Rien de suspect, au premier abord. De la confusion. Beaucoup de fioles et de petits pots sur un rayon. Les électriseurs abritaient dans des boîtes vernies leur mécanisme de cuivre, d’ébonite et de gutta-percha. Au-dessus de la table une bibliothèque-étagère contenait quelque deux cents volumes de toute taille, mal rangés. La machine à écrire occupait son support ; le clavier silencieux croisait ses tréteaux ; sur la table, un grand désordre emmêlait une foule d’objets disparates et quelconques, comme on en voit sur les bureaux des hommes sans soin.

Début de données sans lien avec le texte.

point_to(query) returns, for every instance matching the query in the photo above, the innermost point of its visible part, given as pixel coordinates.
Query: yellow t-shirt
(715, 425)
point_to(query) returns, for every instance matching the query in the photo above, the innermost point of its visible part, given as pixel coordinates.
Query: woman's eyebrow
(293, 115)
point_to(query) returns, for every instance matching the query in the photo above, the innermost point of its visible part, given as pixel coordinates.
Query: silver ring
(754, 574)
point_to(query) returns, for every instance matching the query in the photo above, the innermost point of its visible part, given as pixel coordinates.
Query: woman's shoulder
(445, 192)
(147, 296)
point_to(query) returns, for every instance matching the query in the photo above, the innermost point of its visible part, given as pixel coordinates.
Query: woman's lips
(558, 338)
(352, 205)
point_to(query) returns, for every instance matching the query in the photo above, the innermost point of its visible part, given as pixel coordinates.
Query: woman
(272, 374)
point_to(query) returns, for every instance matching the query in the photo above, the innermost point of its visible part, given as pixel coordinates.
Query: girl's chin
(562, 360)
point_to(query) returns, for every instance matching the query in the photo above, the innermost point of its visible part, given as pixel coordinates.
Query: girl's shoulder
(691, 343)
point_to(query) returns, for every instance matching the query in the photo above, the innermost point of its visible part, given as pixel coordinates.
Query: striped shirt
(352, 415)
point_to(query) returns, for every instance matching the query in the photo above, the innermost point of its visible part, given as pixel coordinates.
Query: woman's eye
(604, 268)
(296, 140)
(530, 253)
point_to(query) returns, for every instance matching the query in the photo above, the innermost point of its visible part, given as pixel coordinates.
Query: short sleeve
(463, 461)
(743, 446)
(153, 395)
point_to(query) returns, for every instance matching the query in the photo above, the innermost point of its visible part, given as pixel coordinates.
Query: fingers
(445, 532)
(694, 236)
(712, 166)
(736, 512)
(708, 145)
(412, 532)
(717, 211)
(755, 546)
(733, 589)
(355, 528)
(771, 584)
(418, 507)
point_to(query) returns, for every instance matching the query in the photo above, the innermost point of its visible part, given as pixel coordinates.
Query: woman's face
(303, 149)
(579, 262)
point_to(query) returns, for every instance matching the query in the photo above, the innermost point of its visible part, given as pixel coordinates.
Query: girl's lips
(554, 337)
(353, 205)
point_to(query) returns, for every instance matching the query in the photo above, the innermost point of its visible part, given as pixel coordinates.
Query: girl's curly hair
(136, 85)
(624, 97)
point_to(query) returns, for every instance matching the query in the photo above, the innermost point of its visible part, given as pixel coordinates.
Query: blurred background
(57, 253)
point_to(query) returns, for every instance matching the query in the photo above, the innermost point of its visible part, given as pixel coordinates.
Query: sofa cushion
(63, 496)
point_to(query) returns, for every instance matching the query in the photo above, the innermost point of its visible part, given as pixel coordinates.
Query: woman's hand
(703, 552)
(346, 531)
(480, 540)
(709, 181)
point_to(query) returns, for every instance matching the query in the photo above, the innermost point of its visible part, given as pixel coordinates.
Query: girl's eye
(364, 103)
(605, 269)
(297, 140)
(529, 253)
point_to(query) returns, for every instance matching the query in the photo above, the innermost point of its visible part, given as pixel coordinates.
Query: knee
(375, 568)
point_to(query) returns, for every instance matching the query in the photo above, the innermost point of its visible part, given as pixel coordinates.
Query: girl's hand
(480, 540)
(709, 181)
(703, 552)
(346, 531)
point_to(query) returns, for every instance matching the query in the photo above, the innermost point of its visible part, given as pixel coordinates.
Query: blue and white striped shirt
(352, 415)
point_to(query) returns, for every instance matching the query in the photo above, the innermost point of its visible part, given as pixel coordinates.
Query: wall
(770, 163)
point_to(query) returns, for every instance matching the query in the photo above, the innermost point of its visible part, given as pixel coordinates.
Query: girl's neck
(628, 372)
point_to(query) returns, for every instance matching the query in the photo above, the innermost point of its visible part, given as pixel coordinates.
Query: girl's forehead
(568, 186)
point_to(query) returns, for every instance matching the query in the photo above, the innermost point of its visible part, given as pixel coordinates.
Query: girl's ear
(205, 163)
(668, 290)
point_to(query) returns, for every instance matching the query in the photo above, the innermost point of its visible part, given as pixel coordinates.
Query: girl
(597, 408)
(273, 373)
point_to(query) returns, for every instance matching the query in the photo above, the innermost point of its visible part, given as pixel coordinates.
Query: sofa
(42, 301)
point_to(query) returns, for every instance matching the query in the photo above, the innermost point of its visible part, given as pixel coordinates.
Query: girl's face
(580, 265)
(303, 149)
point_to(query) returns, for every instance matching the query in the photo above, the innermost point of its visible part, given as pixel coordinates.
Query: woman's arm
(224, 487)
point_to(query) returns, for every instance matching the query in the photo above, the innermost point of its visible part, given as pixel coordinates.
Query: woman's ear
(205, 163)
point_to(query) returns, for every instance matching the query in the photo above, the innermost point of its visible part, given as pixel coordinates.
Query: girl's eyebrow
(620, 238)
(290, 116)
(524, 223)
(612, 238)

Les couteaux furent dénichés derrière les livres, insérés entre le mur et la base de l’étagère, qu’on avait échancrée à cet effet. En somme, bien cachés.

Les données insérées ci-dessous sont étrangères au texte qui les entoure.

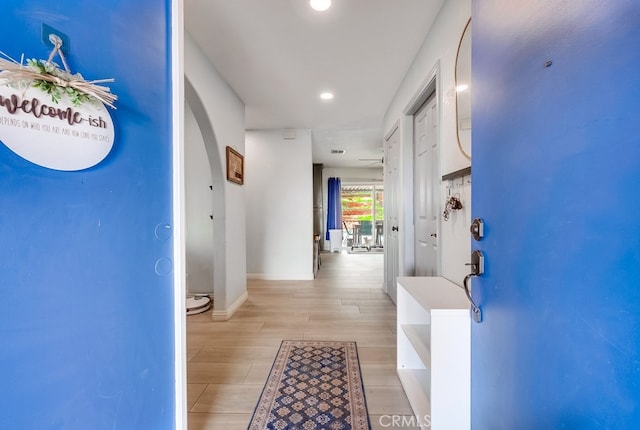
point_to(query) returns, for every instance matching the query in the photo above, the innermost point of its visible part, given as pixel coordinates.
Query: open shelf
(434, 351)
(419, 336)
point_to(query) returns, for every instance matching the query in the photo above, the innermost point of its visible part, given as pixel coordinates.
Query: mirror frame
(455, 77)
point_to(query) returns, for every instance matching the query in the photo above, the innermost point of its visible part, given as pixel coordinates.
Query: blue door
(556, 178)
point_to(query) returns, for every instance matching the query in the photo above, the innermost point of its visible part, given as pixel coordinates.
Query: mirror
(463, 92)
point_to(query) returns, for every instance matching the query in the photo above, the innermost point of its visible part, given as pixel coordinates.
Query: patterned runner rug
(313, 385)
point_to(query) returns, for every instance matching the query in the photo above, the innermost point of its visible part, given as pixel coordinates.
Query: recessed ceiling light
(320, 5)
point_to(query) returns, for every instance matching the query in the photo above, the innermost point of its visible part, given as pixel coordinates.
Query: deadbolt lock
(477, 229)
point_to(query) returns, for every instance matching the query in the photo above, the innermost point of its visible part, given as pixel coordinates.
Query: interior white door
(426, 188)
(391, 179)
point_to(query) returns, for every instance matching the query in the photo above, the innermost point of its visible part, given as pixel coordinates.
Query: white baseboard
(228, 313)
(281, 276)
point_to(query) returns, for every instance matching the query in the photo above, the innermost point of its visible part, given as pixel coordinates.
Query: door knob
(477, 269)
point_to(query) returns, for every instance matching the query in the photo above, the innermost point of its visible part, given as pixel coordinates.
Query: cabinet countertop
(435, 292)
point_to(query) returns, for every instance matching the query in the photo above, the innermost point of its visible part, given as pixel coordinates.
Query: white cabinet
(434, 351)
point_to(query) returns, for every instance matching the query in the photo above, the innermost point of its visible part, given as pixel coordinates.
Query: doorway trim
(179, 228)
(430, 85)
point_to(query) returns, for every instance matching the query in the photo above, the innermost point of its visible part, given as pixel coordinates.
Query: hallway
(228, 362)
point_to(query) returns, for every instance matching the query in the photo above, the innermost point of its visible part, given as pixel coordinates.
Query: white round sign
(58, 136)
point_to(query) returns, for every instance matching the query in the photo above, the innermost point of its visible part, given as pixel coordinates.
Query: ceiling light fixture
(326, 96)
(320, 5)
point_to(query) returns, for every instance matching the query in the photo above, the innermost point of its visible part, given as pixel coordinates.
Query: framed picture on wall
(235, 166)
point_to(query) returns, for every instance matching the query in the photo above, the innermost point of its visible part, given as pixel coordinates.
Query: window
(363, 214)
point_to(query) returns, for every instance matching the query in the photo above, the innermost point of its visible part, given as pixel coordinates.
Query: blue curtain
(334, 207)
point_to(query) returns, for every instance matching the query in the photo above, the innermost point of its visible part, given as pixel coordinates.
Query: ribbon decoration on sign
(73, 131)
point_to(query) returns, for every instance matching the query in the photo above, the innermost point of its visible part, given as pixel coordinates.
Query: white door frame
(406, 238)
(179, 236)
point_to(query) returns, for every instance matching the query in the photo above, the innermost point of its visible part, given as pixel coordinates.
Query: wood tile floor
(228, 362)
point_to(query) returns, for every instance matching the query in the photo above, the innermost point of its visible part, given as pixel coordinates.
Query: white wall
(220, 115)
(198, 208)
(438, 51)
(355, 175)
(279, 199)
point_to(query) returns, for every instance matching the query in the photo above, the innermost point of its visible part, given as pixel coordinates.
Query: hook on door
(477, 269)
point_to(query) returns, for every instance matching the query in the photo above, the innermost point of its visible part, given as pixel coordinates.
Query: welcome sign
(57, 135)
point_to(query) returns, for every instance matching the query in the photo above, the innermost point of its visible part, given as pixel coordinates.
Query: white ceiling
(279, 55)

Il y en avait cinq. Tous pareils. C’étaient de ces couteaux à cran d’arrêt que les apaches nomment surins ou lingues, comme un chacun le sait.

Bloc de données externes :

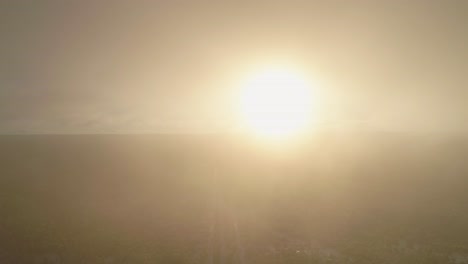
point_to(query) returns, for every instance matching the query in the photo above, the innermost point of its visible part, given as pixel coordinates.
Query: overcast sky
(150, 66)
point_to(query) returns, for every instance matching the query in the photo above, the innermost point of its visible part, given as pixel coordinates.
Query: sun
(276, 103)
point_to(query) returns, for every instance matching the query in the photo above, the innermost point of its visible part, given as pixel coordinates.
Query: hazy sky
(116, 66)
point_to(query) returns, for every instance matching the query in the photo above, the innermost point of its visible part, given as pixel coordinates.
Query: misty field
(360, 198)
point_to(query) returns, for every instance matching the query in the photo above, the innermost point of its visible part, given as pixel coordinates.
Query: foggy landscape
(233, 132)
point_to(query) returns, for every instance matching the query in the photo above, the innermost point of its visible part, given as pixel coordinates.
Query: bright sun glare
(276, 103)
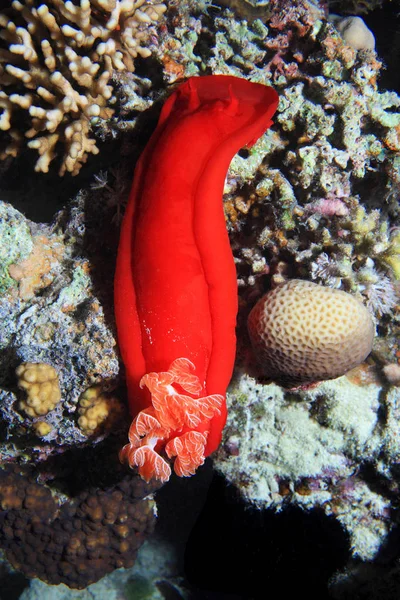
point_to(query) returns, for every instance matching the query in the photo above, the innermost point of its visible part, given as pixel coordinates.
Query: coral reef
(98, 410)
(305, 447)
(354, 32)
(76, 542)
(304, 333)
(61, 323)
(40, 382)
(57, 66)
(316, 198)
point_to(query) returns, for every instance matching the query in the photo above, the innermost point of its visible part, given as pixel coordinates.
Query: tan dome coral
(302, 332)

En vérité, il y avait de quoi frémir, tant ces surins semblaient faire partie d’un musée du crime, et paraissaient décrochés d’une panoplie toute garnie d’instruments homicides : lames, casse-têtes, coups-de-poing et revolvers, sans compter les choses banales telles que bouteilles, pieds de chaises, chenets et autres massues improvisées, débonnaires par destination, et qui sont plus horribles encore que pistolets d’assassins et poignards d’égorgeurs, lorsque le sang d’un meurtre est sur eux.

Pourtant, la similitude de ces cinq couteaux donnait à penser. Par là se manifestait clairement leur nature. C’étaient des signes, et rien d’autre. Ils se ressemblaient comme les cartes de visite d’une même personne. On les avait achetés en même temps. Le même marchand coutelier les avait extraits du même paquet, dont la ficelle maintenait extérieurement l’un d’eux pris pour modèle.

Seulement, l’X était postérieur à l’achat. De petites imperfections révélaient que cette lettre de métal blanc avait été incrustée dans la corne du manche par un ouvrier dont ce n’était point la spécialité.

X : la lettre qui est un point d’interrogation ! le caractère sphinx ! la croix de Saint-André qui barre le passage !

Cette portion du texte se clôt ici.